Era él el ahora enfermo y yo el que le debía la vida, el que quería ayudar, el que necesitaba hacerlo. Álvaro, mi hermano, me acompaño ese día, nos sentaron en una fría habitación de hospital, nos pidieron que nos remangáramos las camisas y procedieron a inyectarnos la aguja para poder donarle sangre al señor. Nos dijeron que pasáramos esa misma tarde por los resultados, nos dieron las gracias y la bendición antes de cruzar la puerta. No esperábamos nada raro, íbamos por puro protocolo. Me dieron mis resultados y como esperaba todo estaba bien, pero los de Álvaro se demoraron. Ese día la mirada de misericordia y repudio apareció por primera vez. -Usted se va a morir porque tiene sida-.
Así, sin preámbulo, cruel y directo. Le vi la cara sin expresión y se fue sin decir adiós. Apareció a los dos días con los mismos vicios de siempre, desgastado y muerto en vida, ya nada importaba.
Álvaro llevaba años drogándose, desaparecía por semanas y volvía vuelto vestigios del hombre que solía ser. Era un tormento perpetuo. A veces venía a redimirse, afirmaba que todo iba cambiar, pero los vicios se arraigan, se ocultan en los rincones más profundos del corazón a la espera de volver a seducir al cuerpo. Por las semanas siguientes a mi accidente él había reforzado su fe, prometía dejar los tormentos que lo acechaban a cambio de mi vida, era un hombre nuevo.
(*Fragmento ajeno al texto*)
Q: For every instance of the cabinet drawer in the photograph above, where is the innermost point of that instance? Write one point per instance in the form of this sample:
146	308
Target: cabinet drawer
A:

Algunos años después, con la enfermedad más avanzada, Álvaro me habría de confesar que lo suyo era un castigo divino, que las promesas con Dios son sagradas.
El principio del fin
Doña Consuelo una mujer de baja estatura, acuerpada y de pelo negro como el carbón tenía la manía de controlar todo, por esos tiempos era la matrona de la casa. Ninguna cosa, por más pequeña que fuese, se movía sin ella saberlo o autorizarlo. Cuidaba de hijos, nueras y nietos. Todos amontonados en una casa de barrio de dos pisos. El día que dio la orden de mudanza todos la siguieron sin decir ni una palabra, nadie dudó, nadie cuestionó. Se sabía que la enfermedad de Álvaro tras cinco años de calma por fin había decidido dejarse de modestias y dar la cara ante el problema. No se necesitaban más de tres dedos de frente para saber las razones del cambio apresurado. Habían vivido allí desde los setentas cuando resolvieron volver a su patria y dejar Venezuela. Esa casa y ese barrio eran su vida, huir de ahí era huir de los prejuicios, alejarse de una vida pasada y declarar por fin el inicio de una muerte.
Dejar ir
El calor acechaba la ciudad, el aire era húmedo y espeso. Por esos días me encontraba en Villavicencio administrando una de mis primeras obras. Me habían informado por la mañana que Álvaro llevaba ya unos días en la clínica, no lo dude ni un segundo y tome el primer bus hacia Cúcuta, nunca terminé la obra. Esa noche me encargue de cuidarlo, se veía diferente, estaba en los huesos, ya no era él. Me sorprendí al verlo, no era el hermano que recordaba. Entré con cuidado, Álvaro no se dio cuenta, para esos momentos ya estaba ciego. Pasó esa noche quejándose de un dolor pulsante en la espalda que no lo dejaba descansar, ni a él ni a mí. Antes de irme le jale la espalda, el se acomodó como pudo. Le di el último adiós y me fui.